Isabella waited, her heart pounding.

He turned to face her. “I’m terrified of being helpless. I have been that way my whole life, ever since my father’s crisis at least. When his business collapsed, and he faced bankruptcy - and potentially jail time - I felt powerless. I was twenty-two years old, you know, about to graduate, planning a future with you, and suddenly everything was falling apart, and I couldn’t fix it.”

He sat in one of the leather chairs. “Sarah’s family offered me one way to fix it, a terrible way that cost me you, but a way, and I took that because doing something - even something that destroyed my own happiness - felt better than doing nothing, felt better than being helpless.”

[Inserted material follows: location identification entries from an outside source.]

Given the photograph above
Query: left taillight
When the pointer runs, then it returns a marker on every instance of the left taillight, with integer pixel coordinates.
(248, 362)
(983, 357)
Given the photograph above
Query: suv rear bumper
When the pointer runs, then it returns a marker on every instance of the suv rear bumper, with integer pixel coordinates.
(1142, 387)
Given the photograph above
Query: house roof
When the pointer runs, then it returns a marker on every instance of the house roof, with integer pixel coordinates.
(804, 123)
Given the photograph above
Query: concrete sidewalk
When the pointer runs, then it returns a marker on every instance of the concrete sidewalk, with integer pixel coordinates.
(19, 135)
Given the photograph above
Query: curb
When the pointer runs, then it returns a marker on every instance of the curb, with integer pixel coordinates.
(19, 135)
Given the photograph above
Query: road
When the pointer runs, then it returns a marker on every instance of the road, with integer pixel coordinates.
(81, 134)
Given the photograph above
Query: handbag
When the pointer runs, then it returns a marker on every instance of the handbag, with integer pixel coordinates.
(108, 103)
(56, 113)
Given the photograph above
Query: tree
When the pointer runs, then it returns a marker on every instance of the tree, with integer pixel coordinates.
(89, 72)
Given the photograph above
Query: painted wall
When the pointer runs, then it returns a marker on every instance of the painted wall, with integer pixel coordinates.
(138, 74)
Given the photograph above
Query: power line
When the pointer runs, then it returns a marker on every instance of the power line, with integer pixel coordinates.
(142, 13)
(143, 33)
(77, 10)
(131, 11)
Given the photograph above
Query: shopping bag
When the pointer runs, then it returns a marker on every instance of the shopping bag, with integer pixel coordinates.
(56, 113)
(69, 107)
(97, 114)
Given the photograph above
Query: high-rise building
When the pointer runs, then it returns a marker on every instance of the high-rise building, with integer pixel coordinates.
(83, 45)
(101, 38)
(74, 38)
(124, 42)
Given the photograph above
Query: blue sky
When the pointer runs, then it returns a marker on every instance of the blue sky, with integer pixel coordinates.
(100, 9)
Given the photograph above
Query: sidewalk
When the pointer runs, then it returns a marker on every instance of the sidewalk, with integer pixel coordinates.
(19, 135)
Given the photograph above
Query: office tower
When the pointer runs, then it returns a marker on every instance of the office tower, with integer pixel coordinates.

She remained standing, listening.

“Then Sarah got sick, and I spent seven years watching her decline, trying everything, controlling every aspect of her treatment and Emma’s care in our household, and desperately believing that if I just managed it all perfectly, I could keep her alive, but I couldn’t. She died anyway. I felt helpless all over again. That soul-crushing terror of watching someone you love suffer, and then being unable to fix it.”

“Thomas—”

“Please, let me finish.” He looked up at her. “I’ve spent fifteen years since then being with Emma alone, building my business, helping clients, serving on boards, and through all of it, I’ve been doing the same thing - controlling the outcomes, managing situations, making decisions for other people. Because at least then I’m doing something, and I’m not helpless.”

He stood and paced to the bookshelf, tracing his fingers along the restored wood.

“Then you came back into my life. You - the woman I had loved and lost, whom I’d made decisions for once before - and then Grayson threatened your project, and when you called me scared and asking for help, every instinct I have screamed at me to fix it. Screamed at me to protect you, and to use everything in my power to make it disappear so you didn’t have to suffer through it.”

“So you guaranteed my loan without telling me.”

“So I guaranteed your loan without telling you,” he confirmed. “I told myself I was protecting you from unnecessary stress, that you needed to focus on the opening and not worry about your finances, and that I was being helpful and loving and supportive.”